Cinéma La bande-annonce de son nouveau film "Chez nous" fâche l’extrême droite.

L’année 2017 s’annonce capitale en France, avec l’élection présidentielle de mai prochain, où les observateurs les plus pessimistes (échaudés par le Brexit et l’élection de Donald Trump) n’osent plus exclure une victoire de Marine Le Pen face à François Fillon en cas de second tour Front national-Les Républicains. Entre un discours d’exclusion de l’étranger et un discours de casse sociale, les sympathisants de gauche ne se bousculeront en effet pas pour aller voter, tandis que l’électorat populaire sera sans doute plus attiré par le discours gauchisé de Marine Le Pen.

Toute ressemblance…

C’est dans ce contexte que, le 22 février, sortira sur les écrans français (le 15 mars en Belgique) "Chez nous", dernier film du cinéaste belge Lucas Belvaux. Celui-ci retrace l’accession au pouvoir d’Agnès Dorgelle, dirigeante populiste à la tête du Bloc patriotique. Toute ressemblance avec la pasionaria bleu marine n’est évidemment pas fortuite… Habits sombres, coupe au bol blonde, haranguant une foule hurlant "On est chez nous !", Catherine Jacob fait évidemment penser à Marine Le Pen. Tandis qu’Emilie Dequenne incarne une jeune infirmière à domicile recrutée par André Dussollier pour figurer sur une liste du Bloc populaire dans le nord de la France.

A peine la bande-annonce de "Chez nous" dévoilée sur le site de "La Voix du Nord", les soutiens du Front national, se sentant visés, se sont déchaînés, dénonçant un "film de propagande""inadmissible", carrément produit par des "émules de Goebbels", selon l’ancien avocat Gilbert Collard, qui franchit allègrement le point Godwin…


Plus posé, Florian Philippot, tenant de l’aile gauche du FN, a parlé d’un "joli navet", jugeant "scandaleux qu’en pleine campagne présidentielle" on sorte un film "clairement anti-Front national".


Belvaux surpris par les réactions

Interrogé lundi matin sur RMC, Lucas Belvaux a réagi en expliquant qu’il n’avait pas réalisé "un film militant". "C’est un film engagé, un film citoyen, fait pour provoquer la discussion, pas pour provoquer le FN ou la peur du Front national, a-t-il assuré. Ce n’est pas tant un film anti-FN qu’un film sur le discours populiste et sur comment les gens s’engagent en politique.

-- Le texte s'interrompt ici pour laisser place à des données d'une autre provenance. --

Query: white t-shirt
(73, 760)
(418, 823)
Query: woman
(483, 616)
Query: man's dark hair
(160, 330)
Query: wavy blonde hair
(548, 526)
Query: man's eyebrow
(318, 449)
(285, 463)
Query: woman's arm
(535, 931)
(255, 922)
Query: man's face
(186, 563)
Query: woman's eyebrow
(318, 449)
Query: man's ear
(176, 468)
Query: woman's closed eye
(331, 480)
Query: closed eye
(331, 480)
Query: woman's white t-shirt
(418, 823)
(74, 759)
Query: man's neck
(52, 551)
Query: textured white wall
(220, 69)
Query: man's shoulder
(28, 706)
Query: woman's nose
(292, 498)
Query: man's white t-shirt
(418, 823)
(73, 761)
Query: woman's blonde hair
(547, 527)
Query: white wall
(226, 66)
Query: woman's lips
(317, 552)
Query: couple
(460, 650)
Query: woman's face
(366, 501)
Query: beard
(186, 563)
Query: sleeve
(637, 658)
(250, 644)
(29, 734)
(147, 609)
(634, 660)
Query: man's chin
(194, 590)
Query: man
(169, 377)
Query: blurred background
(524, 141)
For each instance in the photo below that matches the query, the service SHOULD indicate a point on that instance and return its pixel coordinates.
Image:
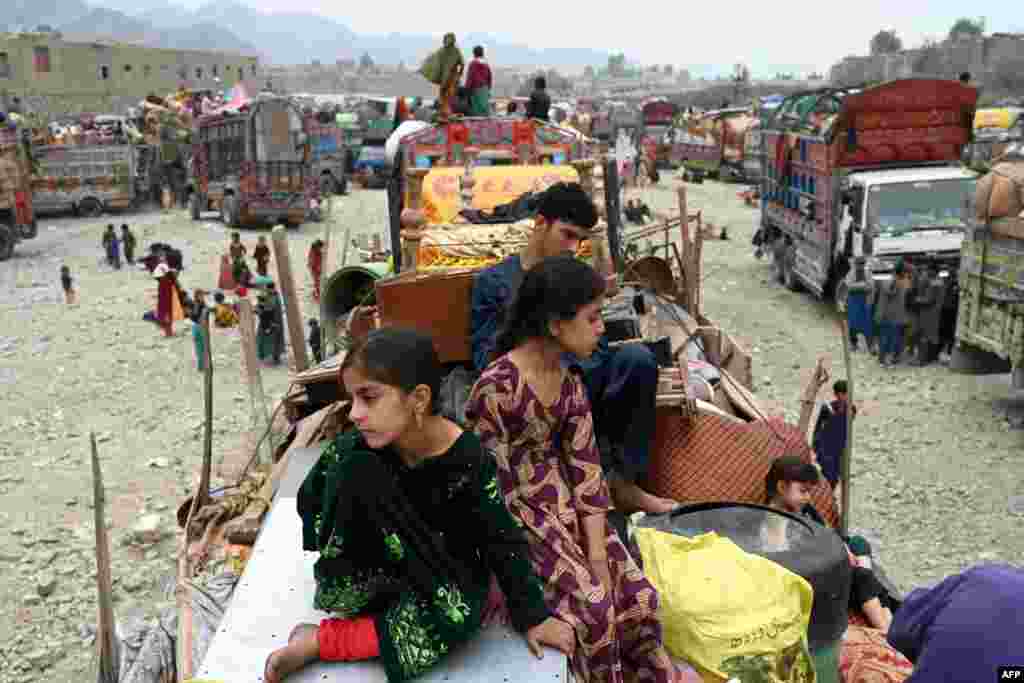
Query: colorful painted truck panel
(328, 153)
(17, 220)
(86, 178)
(856, 179)
(253, 167)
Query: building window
(41, 59)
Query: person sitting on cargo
(540, 101)
(621, 382)
(408, 516)
(478, 82)
(965, 628)
(787, 487)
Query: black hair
(569, 203)
(555, 289)
(400, 357)
(788, 468)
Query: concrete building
(54, 77)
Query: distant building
(61, 77)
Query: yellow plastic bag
(729, 613)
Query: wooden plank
(286, 281)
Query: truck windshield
(901, 207)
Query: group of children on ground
(911, 316)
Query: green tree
(968, 27)
(886, 42)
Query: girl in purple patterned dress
(534, 414)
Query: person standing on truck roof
(539, 105)
(479, 82)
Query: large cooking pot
(810, 550)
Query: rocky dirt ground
(936, 462)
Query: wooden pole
(288, 292)
(848, 451)
(203, 495)
(260, 413)
(108, 671)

Ce sont les électeurs qui m’intéressent, pas les partis politiques."

Le cinéaste d’origine namuroise s’est également dit surpris par la "brutalité" des réactions des élus FN. "Ce qui m’amuse […], c’est qu’ils me taxent de caricature, alors que mes personnages sont moins caricaturaux qu’eux !" a ajouté Lucas Belvaux, qui, comme dans "La raison du plus faible" ou "38 témoins", poursuit avec "Chez nous" son travail d’exploration de la société contemporaine.